(CNN) In an effort to keep homeowners and renters in their homes as they navigate the economic fallout of the coronavirus pandemic, federal foreclosure and eviction moratoriums are being extended for two more months.
In addition, the US Department of Housing and Urban Development will extend Federal Housing Administration loan forgiveness for homeowners with FHA-insured single-family mortgages until the end of August. The program was put in place in March with a 60-day moratorium and was later extended until the end of June.
"While the economic recovery is already underway, many American families still need more time and assistance to regain their financial footing," said Ben Carson, the Secretary of HUD. "Our foreclosure and eviction extension means that these families will not have to worry about losing their home as they work to recover from the financial impacts of Covid-19."
Servicers must continue to halt new foreclosure actions and suspend foreclosure actions that were in process, as well as cease evictions of people renting FHA-backed single family properties. The only exception to the stay is for occupants of legally vacant or abandoned properties.
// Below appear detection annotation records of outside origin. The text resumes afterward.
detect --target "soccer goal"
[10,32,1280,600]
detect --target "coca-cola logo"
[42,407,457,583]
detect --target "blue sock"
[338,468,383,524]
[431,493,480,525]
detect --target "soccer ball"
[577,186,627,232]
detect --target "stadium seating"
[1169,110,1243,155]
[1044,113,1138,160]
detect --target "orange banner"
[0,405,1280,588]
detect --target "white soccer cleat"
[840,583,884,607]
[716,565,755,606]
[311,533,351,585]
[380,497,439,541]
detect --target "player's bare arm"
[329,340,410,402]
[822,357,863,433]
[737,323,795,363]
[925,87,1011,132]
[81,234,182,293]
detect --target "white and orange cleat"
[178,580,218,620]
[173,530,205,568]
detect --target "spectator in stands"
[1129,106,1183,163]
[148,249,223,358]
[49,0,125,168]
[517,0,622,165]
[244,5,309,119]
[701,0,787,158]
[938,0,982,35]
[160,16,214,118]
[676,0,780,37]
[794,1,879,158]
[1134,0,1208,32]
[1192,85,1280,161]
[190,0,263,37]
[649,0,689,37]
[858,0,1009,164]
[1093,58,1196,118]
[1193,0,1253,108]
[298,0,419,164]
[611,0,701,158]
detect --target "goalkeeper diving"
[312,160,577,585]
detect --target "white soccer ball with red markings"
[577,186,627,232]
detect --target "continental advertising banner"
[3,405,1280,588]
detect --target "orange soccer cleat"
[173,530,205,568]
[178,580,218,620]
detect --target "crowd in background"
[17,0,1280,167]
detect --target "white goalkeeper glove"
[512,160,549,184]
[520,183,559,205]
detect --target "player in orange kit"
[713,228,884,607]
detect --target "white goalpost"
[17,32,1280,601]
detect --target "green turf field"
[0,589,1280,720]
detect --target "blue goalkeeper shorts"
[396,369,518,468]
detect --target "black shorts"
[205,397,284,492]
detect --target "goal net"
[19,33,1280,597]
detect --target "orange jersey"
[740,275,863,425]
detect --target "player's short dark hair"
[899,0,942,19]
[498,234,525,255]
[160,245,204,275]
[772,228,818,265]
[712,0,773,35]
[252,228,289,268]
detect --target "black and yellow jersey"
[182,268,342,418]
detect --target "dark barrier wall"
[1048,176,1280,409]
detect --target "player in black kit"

Homeowners with FHA-insured or Fannie Mae and Freddie Mac loans should continue to make mortgage payments during the foreclosure and eviction moratorium if they are able to. If they cannot, they may seek mortgage payment forbearance made available through the Coronavirus Relief and Economic Security Act, or the CARES Act.
Under the CARES Act, homeowners affected by coronavirus with federally-backed loans can delay or reduce payments for up to a year, and are not required to make a lump sum repayment at the end of the forbearance period.
Those who don't have government-backed loans may also get forbearance, at the discretion of their lender.
To better understand the protections and assistance that the government is offering homeowners and renters because of coronavirus, several agencies including HUD, FHFA and the Consumer Financial Protection Bureau have developed an information website, cfpb.gov/housing.
"During this national health emergency no one should worry about losing their home," said Federal Housing Finance Agency director Mark Calabria.